I have a large Excel-sheet with has one column that contains several different identifiers (e.g. ISBNs). I have converted the sheet to a pandas dataframe and transformed the column with the identifiers to a list. A list entry of one row of the original column looks like this:
'ISBN:978-9941-30-551-1 Broschur : GEL 14.90, IDN:1215507534'
However, they aren't all the same, there are some with ISBNs, some don't have one, some have more entries, some less (5 in the example above) and the different IDs are mostly, but not all, separated by a comma.
In the next step, I have build a function that runs through the various list-items (one long string like the one above) and then splits this into the different words (so I get something like
'ISBN:978-9941-30-551-1', 'Broschur :', 'GEL', '14.90', 'IDN:1215507534'
I am looking to extract the values for ISBN and IDN, where present, to then add a designated column for ISBN and one for IDN to my original dataframe (instead of the "identifier"-column that contains the mixed data).

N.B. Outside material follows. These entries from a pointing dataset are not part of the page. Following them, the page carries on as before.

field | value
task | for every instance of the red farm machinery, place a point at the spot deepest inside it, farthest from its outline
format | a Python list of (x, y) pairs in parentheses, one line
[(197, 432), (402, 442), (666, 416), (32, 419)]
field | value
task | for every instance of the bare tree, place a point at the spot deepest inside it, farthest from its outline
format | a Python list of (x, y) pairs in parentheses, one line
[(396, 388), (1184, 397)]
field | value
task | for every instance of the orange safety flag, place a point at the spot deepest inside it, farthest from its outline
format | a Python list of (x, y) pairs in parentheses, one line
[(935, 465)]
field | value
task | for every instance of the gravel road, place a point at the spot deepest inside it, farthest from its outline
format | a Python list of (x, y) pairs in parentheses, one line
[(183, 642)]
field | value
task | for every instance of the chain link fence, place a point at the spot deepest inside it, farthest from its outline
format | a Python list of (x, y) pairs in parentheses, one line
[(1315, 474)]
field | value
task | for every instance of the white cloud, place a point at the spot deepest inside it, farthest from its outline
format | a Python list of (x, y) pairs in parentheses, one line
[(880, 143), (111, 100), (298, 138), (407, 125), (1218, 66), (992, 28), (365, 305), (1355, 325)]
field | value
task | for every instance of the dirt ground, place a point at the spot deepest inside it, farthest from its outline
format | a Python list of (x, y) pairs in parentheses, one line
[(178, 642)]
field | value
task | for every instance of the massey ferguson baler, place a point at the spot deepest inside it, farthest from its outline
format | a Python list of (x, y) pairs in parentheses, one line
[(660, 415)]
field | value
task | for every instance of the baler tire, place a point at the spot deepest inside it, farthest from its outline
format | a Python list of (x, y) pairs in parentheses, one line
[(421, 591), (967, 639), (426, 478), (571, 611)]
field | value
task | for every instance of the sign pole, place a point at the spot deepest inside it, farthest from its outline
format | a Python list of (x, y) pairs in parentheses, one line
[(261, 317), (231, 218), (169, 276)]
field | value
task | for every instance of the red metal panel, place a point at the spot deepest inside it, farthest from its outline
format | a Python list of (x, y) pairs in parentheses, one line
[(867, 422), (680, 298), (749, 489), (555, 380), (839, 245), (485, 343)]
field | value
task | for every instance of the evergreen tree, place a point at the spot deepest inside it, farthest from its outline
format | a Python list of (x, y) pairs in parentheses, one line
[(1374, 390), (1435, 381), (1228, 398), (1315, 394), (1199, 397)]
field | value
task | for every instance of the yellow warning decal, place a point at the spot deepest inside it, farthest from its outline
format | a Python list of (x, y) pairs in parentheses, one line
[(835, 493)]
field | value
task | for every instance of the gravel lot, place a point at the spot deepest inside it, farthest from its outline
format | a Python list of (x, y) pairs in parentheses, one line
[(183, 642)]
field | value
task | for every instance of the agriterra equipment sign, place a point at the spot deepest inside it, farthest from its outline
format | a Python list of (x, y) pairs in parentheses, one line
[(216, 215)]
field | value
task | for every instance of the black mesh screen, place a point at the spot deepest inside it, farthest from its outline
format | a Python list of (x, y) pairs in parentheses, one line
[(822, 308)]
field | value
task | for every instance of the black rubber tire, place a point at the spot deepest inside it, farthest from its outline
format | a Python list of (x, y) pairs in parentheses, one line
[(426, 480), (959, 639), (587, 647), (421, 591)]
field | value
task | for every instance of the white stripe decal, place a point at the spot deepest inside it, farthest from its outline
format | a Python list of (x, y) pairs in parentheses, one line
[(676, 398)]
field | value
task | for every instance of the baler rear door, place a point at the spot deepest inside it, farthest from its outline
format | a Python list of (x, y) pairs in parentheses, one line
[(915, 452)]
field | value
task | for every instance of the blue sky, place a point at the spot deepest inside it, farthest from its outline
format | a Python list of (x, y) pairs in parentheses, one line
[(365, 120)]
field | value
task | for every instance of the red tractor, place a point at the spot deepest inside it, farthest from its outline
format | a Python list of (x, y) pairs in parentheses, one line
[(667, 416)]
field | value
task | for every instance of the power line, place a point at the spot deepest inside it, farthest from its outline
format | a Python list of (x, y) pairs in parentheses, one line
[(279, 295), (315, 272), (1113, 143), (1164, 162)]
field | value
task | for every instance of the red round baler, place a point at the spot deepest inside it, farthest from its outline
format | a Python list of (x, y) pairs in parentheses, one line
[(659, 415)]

I now have the following code, which kind of does what it's supposed to, only I end up with lists in my dictionary and therefore a list for each entry in the resulting dataframe. I am sure there must be a better way of doing this, but cannot seem to think of it...
def find_stuff(item):
list_of_words = item.split()
ISBN = list()
IDN = list()
for word in list_of_words:
if 'ISBN' in word:
var = word
var = var.replace("ISBN:", "")
ISBN.append(var)
if 'IDN' in word:
var2 = word
var2 = var2.replace("IDN:", "")
IDN.append(var2)
sum_dict = {"ISBN":ISBN, "IDN":IDN}
return sum_dict
output = [find_stuff(item) for item in id_lists]
print(output)
Any help very much appreciated :)